West Texas Gas

Data Engineer

West Texas Gas, Dallas, Texas, United States, 75215

Job Details

Job Location WTG Dallas - Dallas, TX

Remote Type Fully Remote

Overview: We are looking for a Data Engineer to join a new and dynamic team focused on building next-generation technology solutions for a private equity-backed oil and gas firm undergoing digital transformation. This role presents a rare opportunity to be part of a greenfield initiative-designing, building, and owning the data infrastructure that powers our analytics, operations, and internal applications.

You'll be part of a lean, high-impact team where data is not an afterthought-it's central to our strategy. You will help define how data flows across the organization, implement modern architecture patterns, and ensure our business users and developers have access to reliable, well-modeled, and timely information.

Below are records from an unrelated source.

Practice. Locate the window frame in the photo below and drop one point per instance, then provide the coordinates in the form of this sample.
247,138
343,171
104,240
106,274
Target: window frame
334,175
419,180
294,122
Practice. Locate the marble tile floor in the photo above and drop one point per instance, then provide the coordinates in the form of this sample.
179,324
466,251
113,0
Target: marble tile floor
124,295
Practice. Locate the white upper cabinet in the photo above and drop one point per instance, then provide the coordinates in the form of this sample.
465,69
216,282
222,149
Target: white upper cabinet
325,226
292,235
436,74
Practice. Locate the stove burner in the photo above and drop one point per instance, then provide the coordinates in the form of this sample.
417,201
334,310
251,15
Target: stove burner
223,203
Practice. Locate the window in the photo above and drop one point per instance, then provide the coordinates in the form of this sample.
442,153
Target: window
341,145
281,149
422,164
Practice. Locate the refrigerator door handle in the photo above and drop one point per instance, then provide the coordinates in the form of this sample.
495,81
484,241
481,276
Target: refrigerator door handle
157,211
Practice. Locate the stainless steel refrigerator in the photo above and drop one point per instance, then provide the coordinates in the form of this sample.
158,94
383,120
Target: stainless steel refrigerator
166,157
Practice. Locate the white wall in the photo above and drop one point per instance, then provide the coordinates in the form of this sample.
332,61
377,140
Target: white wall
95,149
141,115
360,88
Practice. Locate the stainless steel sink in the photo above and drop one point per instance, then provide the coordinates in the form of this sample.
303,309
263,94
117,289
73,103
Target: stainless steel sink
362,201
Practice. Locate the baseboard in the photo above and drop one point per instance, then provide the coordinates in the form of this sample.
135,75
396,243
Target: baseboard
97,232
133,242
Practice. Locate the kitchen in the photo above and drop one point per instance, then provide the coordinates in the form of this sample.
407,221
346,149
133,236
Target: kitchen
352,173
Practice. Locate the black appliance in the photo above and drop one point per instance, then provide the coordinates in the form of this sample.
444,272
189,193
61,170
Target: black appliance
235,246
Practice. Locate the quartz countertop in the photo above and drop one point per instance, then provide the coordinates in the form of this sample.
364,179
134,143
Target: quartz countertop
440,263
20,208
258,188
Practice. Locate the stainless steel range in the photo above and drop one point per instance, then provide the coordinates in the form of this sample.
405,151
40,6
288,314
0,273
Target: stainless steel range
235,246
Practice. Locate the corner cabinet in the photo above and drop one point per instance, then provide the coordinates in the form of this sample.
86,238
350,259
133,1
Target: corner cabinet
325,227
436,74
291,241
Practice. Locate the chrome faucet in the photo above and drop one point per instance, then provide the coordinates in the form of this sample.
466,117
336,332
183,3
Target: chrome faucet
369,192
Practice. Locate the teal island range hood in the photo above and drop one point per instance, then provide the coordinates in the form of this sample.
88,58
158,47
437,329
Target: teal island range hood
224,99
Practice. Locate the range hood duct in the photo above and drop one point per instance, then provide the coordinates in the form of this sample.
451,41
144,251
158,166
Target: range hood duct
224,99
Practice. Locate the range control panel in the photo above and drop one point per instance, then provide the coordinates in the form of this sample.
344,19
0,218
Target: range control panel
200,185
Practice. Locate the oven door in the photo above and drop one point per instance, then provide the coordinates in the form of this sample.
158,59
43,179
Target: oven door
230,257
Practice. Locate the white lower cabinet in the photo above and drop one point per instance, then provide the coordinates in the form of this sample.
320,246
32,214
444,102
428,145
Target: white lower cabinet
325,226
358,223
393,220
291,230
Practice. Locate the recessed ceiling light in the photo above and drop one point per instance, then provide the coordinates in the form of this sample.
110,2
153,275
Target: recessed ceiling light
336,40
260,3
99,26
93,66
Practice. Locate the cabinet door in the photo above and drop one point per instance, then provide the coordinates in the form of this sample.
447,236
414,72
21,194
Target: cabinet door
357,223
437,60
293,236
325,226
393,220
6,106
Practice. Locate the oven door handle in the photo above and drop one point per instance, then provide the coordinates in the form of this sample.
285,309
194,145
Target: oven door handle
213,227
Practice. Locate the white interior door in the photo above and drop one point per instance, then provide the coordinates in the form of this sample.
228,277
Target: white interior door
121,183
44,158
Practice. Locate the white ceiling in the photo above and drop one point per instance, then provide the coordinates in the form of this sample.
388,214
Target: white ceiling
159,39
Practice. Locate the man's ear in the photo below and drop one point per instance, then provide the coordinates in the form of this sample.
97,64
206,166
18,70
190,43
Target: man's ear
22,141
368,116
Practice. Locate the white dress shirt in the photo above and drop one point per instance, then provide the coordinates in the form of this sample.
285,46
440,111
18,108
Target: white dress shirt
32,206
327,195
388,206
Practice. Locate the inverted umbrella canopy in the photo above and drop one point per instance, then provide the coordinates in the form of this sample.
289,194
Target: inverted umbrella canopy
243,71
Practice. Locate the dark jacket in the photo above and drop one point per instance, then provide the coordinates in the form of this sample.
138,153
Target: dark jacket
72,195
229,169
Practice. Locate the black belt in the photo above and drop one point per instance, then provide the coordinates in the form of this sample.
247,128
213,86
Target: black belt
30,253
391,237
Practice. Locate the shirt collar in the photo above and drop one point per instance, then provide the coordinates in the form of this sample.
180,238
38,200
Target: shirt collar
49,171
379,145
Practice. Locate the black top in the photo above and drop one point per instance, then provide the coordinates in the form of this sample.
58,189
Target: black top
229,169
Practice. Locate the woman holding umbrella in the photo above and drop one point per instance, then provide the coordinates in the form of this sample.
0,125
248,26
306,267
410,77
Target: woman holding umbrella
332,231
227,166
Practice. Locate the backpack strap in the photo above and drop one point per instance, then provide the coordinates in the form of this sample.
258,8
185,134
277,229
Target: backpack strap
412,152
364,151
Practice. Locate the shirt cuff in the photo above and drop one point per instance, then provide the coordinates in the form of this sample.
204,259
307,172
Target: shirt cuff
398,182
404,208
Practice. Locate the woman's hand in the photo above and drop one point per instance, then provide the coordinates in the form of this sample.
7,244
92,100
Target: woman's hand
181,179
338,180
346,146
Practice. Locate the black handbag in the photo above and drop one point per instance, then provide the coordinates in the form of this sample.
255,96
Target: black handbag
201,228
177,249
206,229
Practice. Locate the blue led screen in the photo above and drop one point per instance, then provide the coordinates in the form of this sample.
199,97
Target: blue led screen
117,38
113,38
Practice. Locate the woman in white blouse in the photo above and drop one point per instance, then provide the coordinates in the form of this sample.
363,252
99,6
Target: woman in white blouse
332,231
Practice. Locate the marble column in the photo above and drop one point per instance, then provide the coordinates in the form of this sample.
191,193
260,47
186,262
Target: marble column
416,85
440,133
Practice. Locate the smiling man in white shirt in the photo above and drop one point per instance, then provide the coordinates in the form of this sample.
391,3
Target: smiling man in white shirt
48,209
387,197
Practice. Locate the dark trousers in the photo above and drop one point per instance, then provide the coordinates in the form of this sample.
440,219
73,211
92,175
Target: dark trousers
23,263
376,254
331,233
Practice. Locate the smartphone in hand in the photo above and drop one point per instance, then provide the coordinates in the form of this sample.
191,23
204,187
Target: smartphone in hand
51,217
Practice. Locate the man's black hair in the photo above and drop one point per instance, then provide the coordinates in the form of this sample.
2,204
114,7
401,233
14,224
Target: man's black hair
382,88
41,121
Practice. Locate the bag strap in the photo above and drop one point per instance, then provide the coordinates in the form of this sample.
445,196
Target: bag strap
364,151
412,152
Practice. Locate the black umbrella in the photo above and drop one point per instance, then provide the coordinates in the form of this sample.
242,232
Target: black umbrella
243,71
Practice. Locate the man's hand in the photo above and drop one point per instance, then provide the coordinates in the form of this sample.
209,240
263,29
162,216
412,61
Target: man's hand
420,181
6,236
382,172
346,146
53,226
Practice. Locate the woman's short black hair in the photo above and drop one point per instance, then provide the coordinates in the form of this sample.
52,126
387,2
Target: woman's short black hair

What You'll Do As a Data Engineer, you'll play a critical role in shaping and operating the data infrastructure that powers decision-making, analytics, and automation across our organization. You'll work on a greenfield technology stack alongside developers, analysts, and AI engineers to design reliable data systems that meet real-world operational needs, and support the design and build of a new enterprise data warehouse from the ground up. • Model and structure enterprise data by translating business requirements into logical and physical schemas optimized for both transactional processing and analytical reporting. • Design and optimize custom application databases, creating performant tables, indexes, and views for scalable access across internal applications and BI tools. • Build and Manage a multi-layer (bronze, silver, gold) medallion architecture data warehouse to ensure reliable, high-quality data ingestion, transformation, and delivery. • Support AI initiatives by collaborating with AI engineers to deliver clean, structured data into AI/ML workflows and integrate vector databases for semantic search and embeddings. • Develop and maintain modern ELT/ETL pipelines to ingest data from APIs, flat files, web scraping workflows, and internal systems-automating data transformation and validation for consistency and quality. • Enable analytics teams by creating consumable datasets, materialized views, and well-documented schemas for tools like Power BI and Excel. • Support the design, performance, and reliability of the data warehouse by optimizing workflows and resolving pipeline or infrastructure issues. • Design and manage cloud-native data platforms using Azure services such as Data Factory, Synapse Analytics, Azure SQL, and Blob Storage. • Implement Infrastructure as Code (IaC) using ARM, Bicep, or Terraform to provision, secure, and automate data infrastructure in Azure. • Administer operational data systems, including configuring alerting, monitoring, backups, and recovery procedures to ensure system availability and resiliency. • Collaborate across teams-working closely with backend developers, analysts, GIS teams, and product stakeholders to ensure data availability and integration alignment. Document systems and mentor teammates, maintaining data architecture documentation and providing guidance on best practices, tools, and design patterns.

What You'll Need

• Proven ability to design normalized and denormalized data models for both operational and analytical purposes. • Hands-on experience with building and managing relational and analytical databases, including SQL Server, PostgreSQL, and Azure Synapse. • Strong SQL skills and experience with ETL/ELT tools like Azure Data Factory, Synapse Pipelines, and Airflow with Python. • Proficiency in Python for data manipulation and scripting, including use of libraries like pandas or PySpark. • Experience working with Parquet, JSON, flat files, and structured/unstructured data sources. • Strong knowledge of Azure cloud services related to data ingestion, storage, compute, and orchestration. • Experience building web data acquisition tools, including screen scraping and automation using Playwright, Puppeteer, BeautifulSoup, or Selenium. • Bachelor's degree in Computer Science, Data Engineering, or related field. • 3-5 years of experience in data engineering or a related role.